斯くして、日本軍は悪であり、沖縄県民は被害者という単純な構図だけが出来上がりました。これで得してるのは誰でしょう。

確かに戦災を被った国民全員を救済するのは貧乏国家だった当時の日本政府には困難だったでしょう。それならそれで、政府が中心になって沖縄県民を救済する基金を設けて、民間などからの寄付を募って浄財で救済を試みる方法論だってあったはずです。しかし、そんなことをするよりも皆平等に扱うという建前論で逃げたつけが此処までになってるんですから。

ですから政府が責任を追及されないとは私はいいません。しかし「白」か「黒」かという単純な話しではないということも理解して、もしもハッキリさせたいというのなら、個々の事件をそれぞれ分析していくしかないのではと思います。

何時から日本人は、こんな単純な思考回路に成り下がったのか、そちらの方こそ私には追求すべき課題だと思えて仕方がありません。
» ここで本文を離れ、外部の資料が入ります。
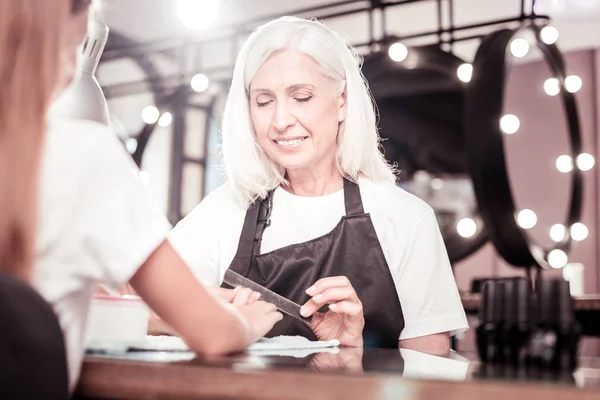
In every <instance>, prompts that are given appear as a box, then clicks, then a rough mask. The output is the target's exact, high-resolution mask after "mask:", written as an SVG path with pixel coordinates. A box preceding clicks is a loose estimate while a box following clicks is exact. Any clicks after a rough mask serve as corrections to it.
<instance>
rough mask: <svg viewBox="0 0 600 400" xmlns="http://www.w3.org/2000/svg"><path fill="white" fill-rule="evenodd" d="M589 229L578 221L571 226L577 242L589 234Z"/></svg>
mask: <svg viewBox="0 0 600 400" xmlns="http://www.w3.org/2000/svg"><path fill="white" fill-rule="evenodd" d="M589 233H590V232H589V230H588V228H587V226H585V225H584V224H582V223H581V222H576V223H574V224H573V225H572V226H571V237H572V238H573V240H575V241H576V242H581V241H582V240H585V239H586V238H587V237H588V235H589Z"/></svg>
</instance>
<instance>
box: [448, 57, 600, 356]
mask: <svg viewBox="0 0 600 400" xmlns="http://www.w3.org/2000/svg"><path fill="white" fill-rule="evenodd" d="M566 62H567V71H568V74H574V75H578V76H580V77H581V79H582V81H583V87H582V89H581V90H580V91H579V92H578V93H577V94H576V100H577V104H578V106H579V116H580V120H581V134H582V140H583V143H582V145H583V151H584V152H587V153H590V154H592V155H593V156H594V157H595V158H596V159H597V158H598V156H597V154H598V152H599V151H600V147H599V146H600V145H599V142H600V141H599V140H598V137H599V135H600V129H599V125H600V124H599V120H600V82H598V79H597V77H598V76H600V50H586V51H578V52H573V53H569V54H567V55H566ZM550 76H551V75H550V73H549V70H548V68H547V66H546V65H545V64H544V63H543V62H541V61H537V62H533V63H528V64H523V65H517V66H515V67H514V68H513V69H512V71H511V73H510V78H509V81H508V84H507V94H506V102H505V112H506V113H512V114H515V115H517V116H518V117H519V119H520V121H521V127H520V129H519V131H518V132H517V133H516V134H514V135H511V136H506V137H505V149H506V153H507V161H508V168H509V175H510V180H511V184H512V186H513V189H514V192H515V197H516V203H517V207H518V208H520V209H522V208H530V209H532V210H534V211H535V212H536V214H537V215H538V223H537V225H536V226H535V227H534V228H533V229H532V230H531V235H532V237H534V238H536V240H538V241H540V242H543V244H546V245H549V244H551V243H552V242H551V241H550V238H549V230H550V227H551V226H552V225H553V224H555V223H562V222H563V221H564V218H565V216H566V207H567V203H568V190H569V187H570V177H569V174H562V173H560V172H558V170H557V169H556V166H555V161H556V158H557V157H558V156H559V155H561V154H565V153H566V146H567V144H568V142H567V139H566V135H567V127H566V121H565V119H564V117H563V113H562V106H561V104H560V101H559V98H558V97H550V96H548V95H547V94H545V93H544V91H543V88H542V85H543V82H544V80H545V79H547V78H548V77H550ZM583 177H584V185H585V186H584V198H583V213H582V218H581V222H583V223H584V224H585V225H586V226H587V227H588V229H589V236H588V237H587V239H585V240H584V241H582V242H579V243H576V244H575V247H574V249H573V251H572V252H571V254H570V255H569V262H572V263H582V264H583V265H584V291H585V293H596V292H598V291H599V289H600V281H599V277H600V274H599V268H598V264H599V260H600V259H599V253H598V249H599V247H600V246H598V244H599V243H598V230H599V228H600V227H599V216H600V211H599V209H598V199H599V196H600V186H599V185H598V182H599V179H600V171H599V170H598V166H597V165H596V166H594V168H592V169H591V170H590V171H586V172H583ZM522 274H523V272H522V271H521V270H519V269H516V268H514V267H511V266H510V265H508V264H507V263H506V262H505V261H504V260H502V259H501V258H500V257H499V256H498V255H497V254H496V252H495V250H494V248H493V246H491V245H490V244H488V245H486V246H485V247H484V248H483V249H482V250H480V251H479V252H477V253H476V254H474V255H473V256H472V257H470V258H468V259H466V260H463V261H462V262H460V263H458V264H457V265H456V266H455V275H456V280H457V283H458V286H459V288H460V289H461V290H463V291H468V290H469V289H470V286H471V281H472V279H473V278H477V277H504V276H515V275H522ZM547 274H550V275H552V274H560V271H551V272H549V273H547ZM597 342H598V341H597V340H595V339H590V340H586V343H585V345H584V353H585V354H597V353H598V343H597ZM472 346H473V343H472V340H471V339H470V338H469V340H466V341H465V342H464V343H463V348H472Z"/></svg>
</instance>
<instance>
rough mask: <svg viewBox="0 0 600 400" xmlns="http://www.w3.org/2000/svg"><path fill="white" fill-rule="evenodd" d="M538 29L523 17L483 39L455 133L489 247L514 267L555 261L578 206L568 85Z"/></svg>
mask: <svg viewBox="0 0 600 400" xmlns="http://www.w3.org/2000/svg"><path fill="white" fill-rule="evenodd" d="M544 36H545V35H544V34H543V28H542V27H538V26H536V25H530V26H526V27H523V28H520V29H517V30H509V29H504V30H501V31H497V32H494V33H492V34H491V35H489V36H487V37H486V38H484V40H483V41H482V43H481V46H480V47H479V50H478V51H477V55H476V57H475V61H474V63H473V81H472V84H471V85H469V87H468V89H467V96H466V115H467V118H466V129H465V133H466V134H465V138H466V142H467V155H468V157H469V168H470V171H471V176H472V178H473V183H474V187H475V193H476V196H477V200H478V204H479V207H480V210H481V215H482V217H483V220H484V221H485V224H486V227H487V229H488V231H489V235H490V238H491V240H492V241H493V243H494V246H495V247H496V249H497V251H498V253H499V254H500V255H501V256H502V257H503V258H504V259H505V260H506V261H507V262H508V263H510V264H512V265H515V266H523V267H530V266H534V265H539V266H542V267H553V268H561V267H563V266H564V265H565V264H566V262H567V252H568V250H569V248H570V245H571V238H572V235H571V233H572V232H571V231H572V229H571V227H573V226H575V227H577V225H576V223H578V222H579V217H580V212H581V201H582V190H583V188H582V180H581V173H580V169H579V168H573V163H574V162H573V160H576V159H577V158H578V157H577V156H578V155H580V153H581V139H580V132H579V118H578V114H577V107H576V103H575V98H574V96H573V92H574V91H575V90H574V89H575V87H574V86H573V85H574V83H569V82H570V81H572V79H568V78H567V77H566V76H565V67H564V61H563V58H562V56H561V54H560V52H559V51H558V49H557V48H556V46H555V45H554V44H548V42H549V40H546V39H545V38H544ZM532 60H533V61H534V62H529V63H527V64H523V63H524V61H532ZM519 63H521V64H522V65H519V67H518V68H513V67H514V66H515V65H517V64H519ZM577 86H579V85H577ZM532 154H535V157H532ZM579 158H580V157H579ZM584 158H585V157H584ZM532 160H535V162H532ZM587 161H590V160H587ZM590 162H591V161H590ZM561 171H562V172H561ZM549 196H551V198H552V201H548V197H549ZM560 226H563V227H564V229H562V230H561V228H560ZM559 230H561V232H559ZM575 230H577V229H575ZM573 232H575V231H573ZM553 238H554V239H553Z"/></svg>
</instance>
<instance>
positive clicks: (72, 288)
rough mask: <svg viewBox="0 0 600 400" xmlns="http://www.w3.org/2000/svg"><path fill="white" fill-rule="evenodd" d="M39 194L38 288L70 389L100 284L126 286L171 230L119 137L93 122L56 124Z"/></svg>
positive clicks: (50, 130) (90, 121) (60, 120)
mask: <svg viewBox="0 0 600 400" xmlns="http://www.w3.org/2000/svg"><path fill="white" fill-rule="evenodd" d="M40 195H41V197H40V199H41V201H40V219H39V229H38V237H37V244H36V246H37V248H36V263H35V266H34V279H33V283H34V286H35V287H36V288H37V289H38V291H39V292H40V293H41V294H42V296H43V297H44V298H45V299H46V300H47V301H48V302H49V303H50V304H51V305H52V306H53V308H54V311H55V312H56V314H57V315H58V318H59V321H60V325H61V327H62V330H63V334H64V338H65V345H66V350H67V358H68V363H69V378H70V387H71V389H72V388H73V387H74V384H75V382H76V381H77V378H78V376H79V369H80V364H81V362H82V357H83V354H84V351H85V348H84V346H85V343H84V336H85V327H86V321H87V315H88V309H89V306H90V302H91V299H92V296H93V295H94V293H95V291H96V288H97V282H104V283H105V284H107V285H109V286H112V287H113V288H120V287H122V286H123V284H125V283H126V282H127V281H128V280H129V279H130V278H131V276H133V275H134V273H135V272H136V271H137V269H138V268H139V267H140V266H141V265H142V264H143V262H144V261H145V260H146V259H147V258H148V256H149V255H150V254H151V253H152V252H153V251H154V250H155V249H156V248H157V247H158V245H160V243H162V242H163V241H164V240H165V238H166V237H167V234H168V232H169V230H170V228H171V226H170V224H169V222H168V221H167V219H166V218H165V216H164V214H162V213H161V212H160V210H159V208H158V206H157V205H156V204H155V203H154V201H153V199H152V197H151V195H150V194H149V192H148V190H147V188H146V187H145V186H144V185H143V184H142V183H141V182H140V180H139V175H138V169H137V167H136V165H135V163H134V162H133V161H132V159H131V157H130V156H129V155H128V154H127V153H126V151H125V150H124V149H123V146H122V145H121V144H120V142H119V140H118V139H117V137H116V136H115V135H114V134H113V133H112V132H111V131H110V130H109V129H108V128H107V127H105V126H103V125H100V124H97V123H95V122H91V121H76V120H55V121H53V122H51V124H50V127H49V133H48V137H47V143H46V148H45V154H44V159H43V163H42V173H41V193H40Z"/></svg>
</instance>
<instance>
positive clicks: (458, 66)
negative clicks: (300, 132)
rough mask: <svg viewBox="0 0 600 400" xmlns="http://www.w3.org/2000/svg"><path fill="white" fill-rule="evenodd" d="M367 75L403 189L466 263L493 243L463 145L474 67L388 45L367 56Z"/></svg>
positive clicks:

このページは xfy Blog Editor を利用して作成されました。

2007年9月21日 (金)

リタリーナー

依存性の高い向精神薬「リタリン」の乱用が広がっている問題で、製造・販売元の「ノバルティスファーマ」(東京都港区)が、適応症から難治性・遷延性鬱病を削除する方向で検討していることが報じられています。それによると、ノバルティス社は関係学会や厚生労働省の了解が得られ次第、同省薬事・食品衛生審議会に自主的に削除を申請する方針だそうです。目的は鬱病への処方の全面禁止によって、「リタリン」乱用への大きな歯止めとしたいからです。
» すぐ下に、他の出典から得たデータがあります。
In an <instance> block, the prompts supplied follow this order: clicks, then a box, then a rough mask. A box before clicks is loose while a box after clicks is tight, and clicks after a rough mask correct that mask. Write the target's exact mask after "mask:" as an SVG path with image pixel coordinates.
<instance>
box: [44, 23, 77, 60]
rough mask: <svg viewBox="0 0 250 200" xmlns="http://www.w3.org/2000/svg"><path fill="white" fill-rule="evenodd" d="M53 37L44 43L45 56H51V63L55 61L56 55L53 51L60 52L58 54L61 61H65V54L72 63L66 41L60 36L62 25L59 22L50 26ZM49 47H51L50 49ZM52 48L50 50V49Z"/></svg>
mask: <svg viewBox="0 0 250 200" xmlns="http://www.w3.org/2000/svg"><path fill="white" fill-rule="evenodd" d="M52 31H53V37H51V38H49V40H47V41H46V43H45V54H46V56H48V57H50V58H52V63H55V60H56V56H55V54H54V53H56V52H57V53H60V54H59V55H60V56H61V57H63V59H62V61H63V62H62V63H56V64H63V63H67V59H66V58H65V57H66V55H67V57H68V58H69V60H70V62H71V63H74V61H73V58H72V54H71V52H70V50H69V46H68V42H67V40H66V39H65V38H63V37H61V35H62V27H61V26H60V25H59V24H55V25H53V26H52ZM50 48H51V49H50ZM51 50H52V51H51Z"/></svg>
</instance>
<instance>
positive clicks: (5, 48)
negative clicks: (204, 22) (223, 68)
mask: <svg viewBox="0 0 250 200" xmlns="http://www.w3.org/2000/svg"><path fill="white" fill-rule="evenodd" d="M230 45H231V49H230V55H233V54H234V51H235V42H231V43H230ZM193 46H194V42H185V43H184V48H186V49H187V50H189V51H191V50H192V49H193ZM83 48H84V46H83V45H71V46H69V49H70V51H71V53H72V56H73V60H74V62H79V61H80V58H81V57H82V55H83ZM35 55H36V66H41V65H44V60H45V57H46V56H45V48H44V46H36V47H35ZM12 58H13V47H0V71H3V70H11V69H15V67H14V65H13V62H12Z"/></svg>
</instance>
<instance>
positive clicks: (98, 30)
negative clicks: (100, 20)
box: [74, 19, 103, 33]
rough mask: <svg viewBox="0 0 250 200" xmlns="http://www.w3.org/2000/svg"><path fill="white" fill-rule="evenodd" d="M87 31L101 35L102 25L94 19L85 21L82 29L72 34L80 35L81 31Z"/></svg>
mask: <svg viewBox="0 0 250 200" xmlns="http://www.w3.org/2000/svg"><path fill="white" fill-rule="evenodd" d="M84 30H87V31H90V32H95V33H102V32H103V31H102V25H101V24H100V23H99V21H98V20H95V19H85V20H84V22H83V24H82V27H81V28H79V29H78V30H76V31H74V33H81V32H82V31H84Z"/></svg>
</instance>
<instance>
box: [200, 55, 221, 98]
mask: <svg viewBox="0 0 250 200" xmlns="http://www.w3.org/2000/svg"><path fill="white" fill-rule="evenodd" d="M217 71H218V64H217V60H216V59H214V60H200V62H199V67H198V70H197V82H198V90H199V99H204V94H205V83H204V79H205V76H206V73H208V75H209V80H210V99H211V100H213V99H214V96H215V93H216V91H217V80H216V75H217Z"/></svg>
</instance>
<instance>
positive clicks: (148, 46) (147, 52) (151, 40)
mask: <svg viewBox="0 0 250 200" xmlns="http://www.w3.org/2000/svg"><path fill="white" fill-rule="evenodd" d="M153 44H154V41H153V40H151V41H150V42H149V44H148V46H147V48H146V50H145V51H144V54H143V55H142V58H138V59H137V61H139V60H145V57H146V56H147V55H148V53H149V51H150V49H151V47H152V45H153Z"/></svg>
実は「リタリン」を鬱病の治療薬として処方している国は日本だけです。普通の国では「注意欠陥・多動性障害(ADHD:Attention Deficit Hyperactivity Disorder)」に対して処方される向精神薬として知られてます。(主にアメリカで使われています)

「ADHD」は小学校入学前後に発見される場合が多いとされている「行動障害」の病名のひとつです。最近は保育園や幼稚園でも見つかるケースが多くなっています。その特徴は注意力が維持されにくく、様々な情報をまとめることが出来ず、集団行動を取るのが苦手というものです。注意力が散漫なので、全体に出されている指示を聞き逃し、一人だけが別の行動を取っていたり、あるいは移動する場所が判らずにウロウロしたりして、常に注意される事が多くなります。ただし、「注意欠陥」や「多動性」は、その大小はあるものの幼児期には誰もが示す傾向です。素人判断で「ADHD」と決めつけるのは危険です。専門医に診察を受けて判断すべきですが、現場にいて長く観察している保育士さんや先生方は、あるいはそうではないのかという懸念を持つ子供さんが増えていると感じているのも事実です。
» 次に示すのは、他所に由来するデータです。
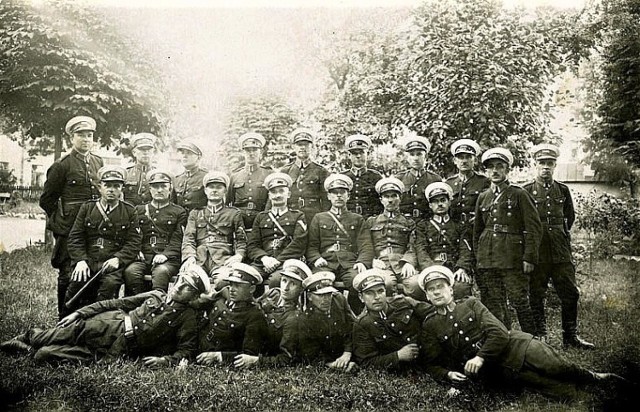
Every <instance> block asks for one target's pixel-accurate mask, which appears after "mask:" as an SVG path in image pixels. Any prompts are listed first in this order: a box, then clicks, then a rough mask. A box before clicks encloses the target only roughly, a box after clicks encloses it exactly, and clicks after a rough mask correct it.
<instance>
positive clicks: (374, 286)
mask: <svg viewBox="0 0 640 412" xmlns="http://www.w3.org/2000/svg"><path fill="white" fill-rule="evenodd" d="M360 300H361V301H362V302H363V303H364V305H365V306H366V307H367V310H370V311H373V312H380V311H381V310H385V309H386V307H387V289H386V288H385V287H384V285H378V286H374V287H372V288H369V289H367V290H365V291H364V292H361V293H360Z"/></svg>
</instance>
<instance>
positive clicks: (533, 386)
mask: <svg viewBox="0 0 640 412" xmlns="http://www.w3.org/2000/svg"><path fill="white" fill-rule="evenodd" d="M453 283H454V279H453V273H452V272H451V270H449V269H448V268H446V267H444V266H439V265H435V266H431V267H429V268H427V269H425V270H424V271H422V272H421V273H420V279H419V284H420V286H421V287H422V288H423V289H424V291H425V293H426V295H427V298H428V299H429V301H431V303H432V304H433V305H434V306H435V311H433V312H432V313H430V314H429V315H427V318H426V319H425V321H424V323H423V325H422V329H423V332H422V336H421V345H422V350H423V355H424V359H423V360H424V362H425V366H426V368H427V371H428V372H429V373H430V374H431V375H432V376H433V377H434V378H436V379H440V380H445V381H449V382H454V383H462V382H465V381H467V380H469V379H474V378H476V377H479V378H488V377H489V376H492V377H500V378H504V379H507V380H508V381H509V382H516V383H520V384H523V385H525V386H527V387H529V388H531V389H535V390H538V391H540V392H542V393H545V394H548V395H551V396H555V397H560V398H571V397H573V396H575V395H576V394H577V392H576V389H577V386H576V385H577V384H584V383H592V382H597V381H604V380H613V379H618V380H622V378H620V377H619V376H618V375H615V374H612V373H596V372H592V371H590V370H588V369H585V368H583V367H582V366H580V365H577V364H575V363H573V362H570V361H569V360H567V359H566V358H564V357H562V356H561V355H560V354H559V353H558V352H557V351H556V350H555V349H553V348H552V347H551V346H549V345H547V344H546V343H544V342H543V341H541V340H538V339H534V337H533V336H532V335H531V334H529V333H525V332H521V331H518V330H512V331H508V330H507V328H506V327H505V326H504V324H503V323H502V322H500V321H499V320H498V319H497V318H496V317H495V316H493V315H492V314H491V312H489V310H488V309H487V308H486V307H485V306H484V305H483V304H482V303H481V302H480V301H479V300H478V299H476V298H474V297H470V298H466V299H463V300H459V301H455V300H454V299H453V288H452V287H453ZM489 372H491V373H492V374H491V375H489Z"/></svg>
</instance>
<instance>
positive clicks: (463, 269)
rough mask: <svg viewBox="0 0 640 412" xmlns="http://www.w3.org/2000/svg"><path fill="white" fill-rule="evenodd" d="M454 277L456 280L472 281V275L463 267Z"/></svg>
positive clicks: (453, 274) (459, 269)
mask: <svg viewBox="0 0 640 412" xmlns="http://www.w3.org/2000/svg"><path fill="white" fill-rule="evenodd" d="M453 278H454V279H455V281H456V282H463V283H471V277H470V276H469V275H468V274H467V271H466V270H464V269H462V268H460V269H458V270H456V271H455V272H454V273H453Z"/></svg>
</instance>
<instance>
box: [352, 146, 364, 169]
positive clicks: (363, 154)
mask: <svg viewBox="0 0 640 412" xmlns="http://www.w3.org/2000/svg"><path fill="white" fill-rule="evenodd" d="M367 157H368V156H367V152H365V151H364V150H362V149H353V150H350V151H349V159H351V165H352V166H353V167H355V168H358V169H360V168H362V167H365V166H366V165H367Z"/></svg>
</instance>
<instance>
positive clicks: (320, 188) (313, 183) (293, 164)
mask: <svg viewBox="0 0 640 412" xmlns="http://www.w3.org/2000/svg"><path fill="white" fill-rule="evenodd" d="M280 171H281V172H283V173H286V174H288V175H289V176H291V180H293V185H292V186H291V197H290V198H289V203H288V205H289V207H290V208H292V209H297V210H301V211H302V212H304V214H305V216H306V218H307V222H310V221H311V219H312V218H313V216H314V215H315V214H316V213H318V212H322V211H324V210H327V209H329V203H328V202H329V201H328V200H327V193H326V192H325V191H324V181H325V179H326V178H327V176H329V172H328V171H327V169H325V168H324V167H323V166H320V165H319V164H317V163H315V162H310V163H309V164H308V165H307V166H305V167H304V168H300V167H299V166H298V164H297V163H296V162H293V163H290V164H288V165H286V166H284V167H282V169H281V170H280Z"/></svg>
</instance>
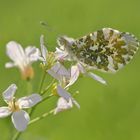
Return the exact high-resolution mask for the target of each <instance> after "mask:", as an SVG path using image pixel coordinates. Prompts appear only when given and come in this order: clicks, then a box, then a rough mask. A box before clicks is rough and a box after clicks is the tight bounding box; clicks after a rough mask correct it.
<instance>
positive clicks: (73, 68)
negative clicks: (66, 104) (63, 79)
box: [65, 65, 80, 88]
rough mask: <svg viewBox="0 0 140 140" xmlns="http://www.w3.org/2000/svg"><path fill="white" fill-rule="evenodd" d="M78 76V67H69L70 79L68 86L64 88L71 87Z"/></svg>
mask: <svg viewBox="0 0 140 140" xmlns="http://www.w3.org/2000/svg"><path fill="white" fill-rule="evenodd" d="M79 74H80V71H79V68H78V66H77V65H76V66H72V67H71V77H70V80H69V84H68V85H67V86H66V87H65V88H67V87H69V86H71V85H73V84H74V83H75V82H76V80H77V79H78V77H79Z"/></svg>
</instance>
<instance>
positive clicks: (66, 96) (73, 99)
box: [57, 85, 80, 108]
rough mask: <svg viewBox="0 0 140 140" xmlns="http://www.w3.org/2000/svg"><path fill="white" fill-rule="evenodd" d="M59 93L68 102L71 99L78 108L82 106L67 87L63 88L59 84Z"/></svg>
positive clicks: (72, 101) (57, 92) (70, 99)
mask: <svg viewBox="0 0 140 140" xmlns="http://www.w3.org/2000/svg"><path fill="white" fill-rule="evenodd" d="M57 93H58V95H59V96H60V97H63V98H64V99H65V100H66V101H67V102H69V100H71V101H72V102H73V103H74V104H75V105H76V106H77V108H80V105H79V104H78V102H77V101H76V100H75V99H74V98H73V97H72V96H71V95H70V94H69V93H68V92H67V91H66V90H65V89H63V88H62V87H61V86H59V85H58V86H57Z"/></svg>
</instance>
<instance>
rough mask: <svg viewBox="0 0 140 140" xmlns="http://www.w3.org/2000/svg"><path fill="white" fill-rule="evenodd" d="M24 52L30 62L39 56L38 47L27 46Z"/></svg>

「リタリン」はそうした児童・生徒に処方される薬というのが世界では常識ですが、どういう訳か日本で児童・生徒に処方される例よりも、鬱病の治療薬として処方される場合が多いことは以前から指摘されてきました。

「ADHD」を持つ児童のうち3分の1から3分の2は症状を残したまま成人すると言われ、時間が守れない、物の整理や情報の管理ができない、大切なことを忘れる、見通しをつけるのが苦手、衝動的に行動してしまう、注意力を持続することができないなど、日常生活をきちんとこなす能力に欠陥が現れる事が多いため、職業人としてはその適性を疑われることが多いとされています。そのため仕事のミスの連続などで同僚や上司などから叱られたり、圧力を感じる傾向が強まることで、二次的に鬱病を発症したりする可能性は否定できません。そのための治療薬として処方されているのなら問題はないのですが、1958年の販売開始以来、軽度の鬱病に処方されてきた経緯を考えると、一概にそうとも云えないことが判ります。

「リタリン」は、仕事に行きたくない気分の時、疲労感が強くある時などに服用すると、元気になってやる気も出るし、覚醒の度合いが強くなるため注意力が高まり、仕事の効率をあげるなどの作用をもたらします。改善の度合いも比較的早いので即効性があると勘違いして、「リタリン」に頼るようになる習慣性がある薬品です。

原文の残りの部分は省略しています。